This module delves into the metabolism of proteins and amino acids, a critical area for understanding physiological processes and disease states relevant to the USMLE. We'll cover digestion, absorption, synthesis, degradation, and the fate of amino acids, including their roles in energy production and the synthesis of essential biomolecules.

Proteins are large molecules that must be broken down into smaller peptides and amino acids before they can be absorbed by the body. This process begins in the stomach and continues in the small intestine, involving a cascade of enzymatic reactions.

In the stomach, pepsin, an endopeptidase, begins breaking down proteins into smaller polypeptides. The acidic environment of the stomach (pH 1.5-3.5) is optimal for pepsin activity and also denatures proteins, making them more accessible to enzymatic digestion. As the chyme moves into the small intestine, pancreatic proteases like trypsin, chymotrypsin, and carboxypeptidase further hydrolyze polypeptides into smaller peptides and free amino acids. Finally, brush border enzymes on the intestinal epithelial cells, such as aminopeptidases and dipeptidases, complete the breakdown into absorbable amino acids, dipeptides, and tripeptides.

The body synthesizes non-essential amino acids from other metabolic intermediates. Essential amino acids, however, must be obtained from the diet. Amino acid degradation is a complex process that involves removing the amino group, which is then converted to urea for excretion, and processing the carbon skeleton for energy production or biosynthesis.

The urea cycle is a crucial metabolic pathway occurring primarily in the liver that detoxifies ammonia by converting it into urea. This cycle is essential for preventing ammonia toxicity, which can lead to severe neurological damage.
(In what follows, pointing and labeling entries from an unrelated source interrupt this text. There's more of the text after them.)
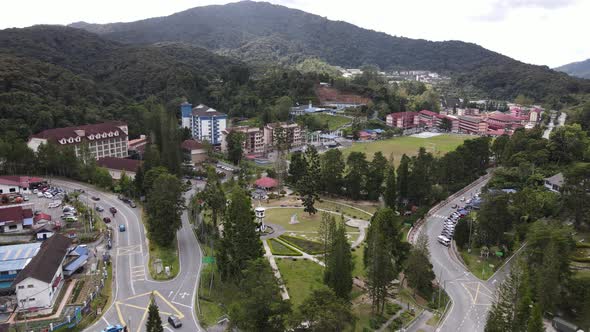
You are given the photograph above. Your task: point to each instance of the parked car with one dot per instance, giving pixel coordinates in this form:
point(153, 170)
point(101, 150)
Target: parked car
point(174, 321)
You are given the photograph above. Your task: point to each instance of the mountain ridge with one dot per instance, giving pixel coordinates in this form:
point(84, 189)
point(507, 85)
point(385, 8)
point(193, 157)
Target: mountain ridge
point(578, 69)
point(259, 32)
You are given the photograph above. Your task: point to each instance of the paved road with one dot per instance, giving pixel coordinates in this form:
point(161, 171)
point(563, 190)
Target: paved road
point(471, 297)
point(132, 285)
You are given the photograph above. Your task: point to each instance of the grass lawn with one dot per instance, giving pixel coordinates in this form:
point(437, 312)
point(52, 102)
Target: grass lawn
point(278, 247)
point(334, 121)
point(301, 277)
point(397, 146)
point(169, 257)
point(480, 267)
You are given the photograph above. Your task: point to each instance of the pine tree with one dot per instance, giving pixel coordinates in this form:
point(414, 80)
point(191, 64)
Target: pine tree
point(403, 171)
point(154, 322)
point(309, 184)
point(535, 323)
point(240, 243)
point(338, 272)
point(390, 194)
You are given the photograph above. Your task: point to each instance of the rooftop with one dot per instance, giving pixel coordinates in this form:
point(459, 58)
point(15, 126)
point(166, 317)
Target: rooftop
point(122, 164)
point(44, 265)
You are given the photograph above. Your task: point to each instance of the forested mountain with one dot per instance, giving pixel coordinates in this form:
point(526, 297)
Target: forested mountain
point(259, 32)
point(578, 69)
point(57, 76)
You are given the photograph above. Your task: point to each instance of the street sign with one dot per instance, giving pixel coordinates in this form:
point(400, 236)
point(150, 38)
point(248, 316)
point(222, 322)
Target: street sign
point(208, 260)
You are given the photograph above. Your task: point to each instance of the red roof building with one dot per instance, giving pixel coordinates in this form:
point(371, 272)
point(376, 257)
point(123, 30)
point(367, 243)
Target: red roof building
point(109, 139)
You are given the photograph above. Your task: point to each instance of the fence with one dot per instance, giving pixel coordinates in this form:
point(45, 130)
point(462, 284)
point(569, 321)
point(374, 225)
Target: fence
point(418, 224)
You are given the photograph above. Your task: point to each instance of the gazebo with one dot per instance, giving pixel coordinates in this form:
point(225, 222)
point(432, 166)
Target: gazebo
point(266, 183)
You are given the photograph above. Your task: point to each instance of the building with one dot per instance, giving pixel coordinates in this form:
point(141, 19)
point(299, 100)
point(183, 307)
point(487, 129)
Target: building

The urea cycle begins in the mitochondria with the condensation of ammonia and bicarbonate to form carbamoyl phosphate, catalyzed by carbamoyl phosphate synthetase I (CPS I), which requires N-acetylglutamate as an allosteric activator. Carbamoyl phosphate then condenses with ornithine to form citrulline, which is transported to the cytosol. In the cytosol, citrulline reacts with aspartate to form argininosuccinate. Argininosuccinate is cleaved to yield fumarate and arginine. Finally, arginase hydrolyzes arginine to produce urea and ornithine, which re-enters the cycle. Fumarate can enter the citric acid cycle.

Amino acids are not primarily used for energy, but their carbon skeletons can be catabolized to generate ATP, especially during prolonged fasting or starvation when glucose is scarce. The fate of the carbon skeleton determines whether an amino acid is glucogenic (can be converted to glucose) or ketogenic (can be converted to acetyl-CoA or acetoacetyl-CoA).

The human body can synthesize 11 of the 20 standard amino acids, known as non-essential amino acids. These are synthesized from intermediates of glycolysis, the citric acid cycle, and the pentose phosphate pathway. This synthesis is vital for maintaining protein homeostasis and providing precursors for other biomolecules.

Understanding protein and amino acid metabolism is crucial for several clinical scenarios tested on the USMLE. Key areas include inborn errors of metabolism (e.g., phenylketonuria, urea cycle disorders), nutritional deficiencies (e.g., kwashiorkor, marasmus), and the metabolic consequences of liver disease.

Phenylketonuria (PKU) is an autosomal recessive disorder caused by a deficiency in the enzyme phenylalanine hydroxylase, which converts phenylalanine to tyrosine. This leads to the buildup of phenylalanine and its toxic byproducts, causing severe intellectual disability if untreated. Dietary restriction of phenylalanine is the cornerstone of management. Maple syrup urine disease (MSUD) is another example, characterized by the inability to metabolize branched-chain amino acids (leucine, isoleucine, valine), leading to their accumulation and neurological damage. Liver disease can impair urea cycle function, leading to hyperammonemia and hepatic encephalopathy.